We sat there staring at each other for about a minute, maybe two, and I waited for his qualification. I thought if I spoke, he might be able to dodge it and make his point with some other turn of phrase. If I waited, I knew, he would undoubtedly provide it.
“Emerson believed that all the human world could be explained, in Nature, if one sat long enough, patiently enough, with enough focus and insight to pull the lessons from beneath the hard bark of an old tree.”
“What the hell is that supposed to mean?”
“I like the sound of it.”
“You want me to read him? Emerson?”
“Not really, not unless you’re interested.”
We sat again in silence. His watery-blue eyes had no emotion on the surface, but in that moment I thought about all the tears, shame, anger, and misery they had probably witnessed. I wondered if he absorbed all the pain he listened to. Then I snapped out of it.

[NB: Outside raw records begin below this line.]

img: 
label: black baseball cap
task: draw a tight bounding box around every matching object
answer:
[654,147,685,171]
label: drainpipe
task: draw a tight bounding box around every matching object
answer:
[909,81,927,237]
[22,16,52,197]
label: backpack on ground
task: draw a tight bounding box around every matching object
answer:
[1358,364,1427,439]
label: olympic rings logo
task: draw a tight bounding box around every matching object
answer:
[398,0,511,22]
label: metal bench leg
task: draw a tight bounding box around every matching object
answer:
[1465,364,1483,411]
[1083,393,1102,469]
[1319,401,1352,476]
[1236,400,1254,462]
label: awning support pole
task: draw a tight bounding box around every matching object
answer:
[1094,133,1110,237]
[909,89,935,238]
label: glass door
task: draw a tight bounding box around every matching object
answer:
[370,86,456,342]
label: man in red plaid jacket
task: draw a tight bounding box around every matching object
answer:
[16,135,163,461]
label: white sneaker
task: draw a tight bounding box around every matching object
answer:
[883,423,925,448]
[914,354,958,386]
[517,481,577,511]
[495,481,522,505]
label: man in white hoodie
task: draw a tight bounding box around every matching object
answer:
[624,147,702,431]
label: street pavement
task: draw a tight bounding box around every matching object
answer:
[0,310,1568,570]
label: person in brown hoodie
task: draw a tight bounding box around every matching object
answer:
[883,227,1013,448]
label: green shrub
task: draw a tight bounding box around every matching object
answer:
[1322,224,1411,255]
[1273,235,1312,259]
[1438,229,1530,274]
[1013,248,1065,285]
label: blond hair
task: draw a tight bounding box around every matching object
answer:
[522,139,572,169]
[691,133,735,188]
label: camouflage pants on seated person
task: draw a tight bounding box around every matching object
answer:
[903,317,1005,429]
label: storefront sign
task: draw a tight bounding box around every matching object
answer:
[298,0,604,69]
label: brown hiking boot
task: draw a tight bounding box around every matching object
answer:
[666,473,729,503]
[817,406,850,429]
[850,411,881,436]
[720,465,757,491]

“Double reversing now. I am not falling for it,” I finally said with a smirk and a great deal of satisfaction.
“I am not your enemy, Jane.”
“Are you in charge of when I can get out of this place?” I asked. “Because, actually, I think you might be.”
He smiled.
“You are the most important person in this process.” He said this calmly. It bugged me that he wasn’t getting really angry.
“So I could be at home studying a tree in my own backyard.” I snorted. “Is that what you have my mother paying you the big bucks for? So you can tell all of us trapped people to go out and contemplate trees?”
“I was offering up something for your further thought or meditation, in response to your suspicion about our conversation.”
“Bullshit,” I said, looking right at him. I knew he was being honest, but backing down would be too embarrassing.
“Our time is up for today.”
“You always have that trick.”
“I suppose we both do.”
Chapter 28
I follow my path in the snow back to Paul quite easily and find him sleeping. I lay the branches down on the ground and shake him gently. He comes to fairly quickly.
“You can’t sleep now,” I tell him.
He looks at me dully, the information not processing through his brain as quickly as normal.
“Right,” he says, “should stay awake after a head injury.”
He looks at the pile of branches.
“You’ve taken a lot of pills, Paul. I’m going to have to wake you every hour or so, just to be safe.”
“Take off the branches and find the straightest one,” he whispers.
I pick out two short, thick pieces and pull off the small branches.